Me llegaba la brisa de terrazas humeantes, llenas de sol y jolgorio, risas y carcajadas regadas con cerveza fría, y el ladrido de algún que otro perro de fondo, invitaban a mover mi imaginación y trasladarme a cualquier pueblo perdido de montaña. Me veía sentada en una roca, viendo la vida cómo corría delante de mí, impregnándome de olores a flores frescas y tierra mojada, como si no pasara el tiempo, la prisa no existía.

Tenía todo el domingo para mí sola, mi chico iba a estar un par de días fuera por trabajo y no tenía ningún plan alternativo mejor que pasarlo conmigo misma. Así que, abandoné por unos minutos mi estado bucólico y fui a servirme una copa de vino blanco. Lo iba a tomar tumbada al sol; no tengo casa en el campo, pero sí una terraza de veinte metros, en un ático en Barcelona que me permite tomar el sol y desconectar de vez en cuando. Encendí incienso y puse jazz de fondo. Una vez tumbada en la hamaca, di un sorbo a la copa, me acomodé y cerré los ojos dispuesta a viajar donde mi subconsciente me quisiera llevar.

A los diez minutos, el estridente sonido del timbre me devolvió a la realidad. No esperaba a nadie. Lo ignoré, «ya se cansarán de llamar».

De nuevo volvió a sonar. “¿Quién será el pesado?”

—Vooy, ¡ya voy! —grité desde la hamaca y me levanté ofuscada.

Fui hacia la puerta y la abrí sin pensar, era un cuarentón atractivo con aire despreocupado. En el momento en que sus ojos se cruzaron con los míos, recordé que iba desnuda, sólo me tapaba la braguita del bikini.

—Disculpa que te moleste, soy el nuevo vecino.
—¡Mierda! Uhm… Enseguida vuelvo.

Cerré la puerta de golpe y salí disparada a buscar algo con lo que taparme. Me anudé un pareo al cuello e intenté tranquilizarme antes de volver a abrir. No sé por qué, pero me puse nerviosa al notar su mirada fija en la mía y, a pesar de mi desnudez, sólo había habido un intenso cruce de miradas. No sabía exactamente qué pretendía decirme el instinto con aquel nerviosismo repentino, pero me intrigaba muchísimo descubrirlo.

—Hola. Perdona por el recibimiento, estaba tomando el sol y olvidé por completo la ropa.

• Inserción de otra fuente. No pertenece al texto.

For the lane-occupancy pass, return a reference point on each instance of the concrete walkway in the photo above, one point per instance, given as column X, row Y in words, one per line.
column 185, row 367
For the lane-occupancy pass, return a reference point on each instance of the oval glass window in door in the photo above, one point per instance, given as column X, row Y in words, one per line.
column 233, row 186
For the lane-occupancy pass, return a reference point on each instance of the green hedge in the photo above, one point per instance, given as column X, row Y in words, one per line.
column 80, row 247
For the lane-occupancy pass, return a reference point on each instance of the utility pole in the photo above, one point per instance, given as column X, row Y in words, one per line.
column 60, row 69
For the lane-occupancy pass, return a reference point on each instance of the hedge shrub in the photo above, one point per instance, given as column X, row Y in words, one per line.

—Perdóname tú a mí por molestarte. Además, debería ser yo quien te diera las gracias, hasta ahora nunca me habían recibido así.

Empezamos a reírnos y fuimos rompiendo el hielo tras esa situación tan incómoda.

—No me he presentado soy Álex, el nuevo vecino del piso del sobreático.

—Yo soy Indira. Encantada Álex.

Nos dimos dos besos, pero no los típicos besos al aire por compromiso, sino dos besos mullidos y a pocos centímetros de la comisura de los labios. No entendía qué estaba pasando, pero esa sensación me gustaba.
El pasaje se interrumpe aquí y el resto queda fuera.